When the number of features p is large, there tends to be a deterioration in the performance of KNN and other local approaches that perform prediction using only observations that are near the test observation for which a prediction must be made. This phenomenon is known as the curse of dimensionality, and it ties into the fact that parametric approaches often perform poorly when p is large. We will now investigate this curse.
(a) Suppose that we have a set of observations, each with measurements on p = 1 feature, X. We assume that X is uniformly (evenly) distributed on [0, 1]. Associated with each observation is a response value. Suppose that we wish to predict a test observation’s response using only observations that are within 10% of the range of X closest to that test observation. For instance, in order to predict the response for a test observation with X = 0.6, we will use observations in the range [0.55, 0.65]. On average, what fraction of the available observations will we use to make the prediction?
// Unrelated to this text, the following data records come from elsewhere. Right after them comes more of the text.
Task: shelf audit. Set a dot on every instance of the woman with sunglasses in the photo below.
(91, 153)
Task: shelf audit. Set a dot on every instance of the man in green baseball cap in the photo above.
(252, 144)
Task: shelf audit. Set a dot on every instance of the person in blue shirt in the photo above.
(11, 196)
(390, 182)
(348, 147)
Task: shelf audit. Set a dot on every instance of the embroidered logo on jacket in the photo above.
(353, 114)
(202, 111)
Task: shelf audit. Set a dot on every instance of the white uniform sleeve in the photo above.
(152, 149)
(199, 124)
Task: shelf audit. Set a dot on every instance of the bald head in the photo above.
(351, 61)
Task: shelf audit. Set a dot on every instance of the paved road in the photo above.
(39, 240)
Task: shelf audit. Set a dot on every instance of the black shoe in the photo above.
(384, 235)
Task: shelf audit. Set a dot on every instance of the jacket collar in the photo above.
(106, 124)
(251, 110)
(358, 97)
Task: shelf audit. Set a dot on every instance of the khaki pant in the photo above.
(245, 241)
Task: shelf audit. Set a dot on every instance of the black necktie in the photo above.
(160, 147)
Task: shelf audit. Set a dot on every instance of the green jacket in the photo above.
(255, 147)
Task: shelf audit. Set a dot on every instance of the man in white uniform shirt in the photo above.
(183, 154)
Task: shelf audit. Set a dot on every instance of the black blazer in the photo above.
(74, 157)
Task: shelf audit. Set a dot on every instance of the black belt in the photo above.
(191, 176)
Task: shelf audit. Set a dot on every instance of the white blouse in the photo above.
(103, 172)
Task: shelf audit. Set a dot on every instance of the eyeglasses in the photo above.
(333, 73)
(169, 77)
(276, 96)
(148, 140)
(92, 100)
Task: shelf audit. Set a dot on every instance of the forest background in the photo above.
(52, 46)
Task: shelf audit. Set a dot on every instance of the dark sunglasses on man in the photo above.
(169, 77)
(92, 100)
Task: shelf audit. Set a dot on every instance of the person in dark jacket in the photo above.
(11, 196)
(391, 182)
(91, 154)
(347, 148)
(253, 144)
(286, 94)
*Ans: To predict a response respective to test observation within 10% of the range of X, the following intervals will be used for prediction: (i) if 0.5 <= X <= 0.95 -> [X-0.05, X+0.05] (length = 0.10) (ii) if 0 <= X <= 0.05 -> [0, X+0.05] (length = X+0.05) (iii) if 0.95 <= X <= 1 -> [X-0.05, 1] (length = 1.05-X) Now we can assume X to be uniformly distributed over interval [0,1] Therefore, the average fraction of the interval used to make prediction would be:
f1 <- function(x) x+0.05
f2 <- function(x) 0.1
f3 <- function(x) 1.05-x
m = integrate(f1, 0, 0.05)$value + integrate(Vectorize(f2), 0.05, 0.95)$value + integrate(f3, 0.95, 1)$value
print(paste("Average fraction of the interval used to make prediction is", m))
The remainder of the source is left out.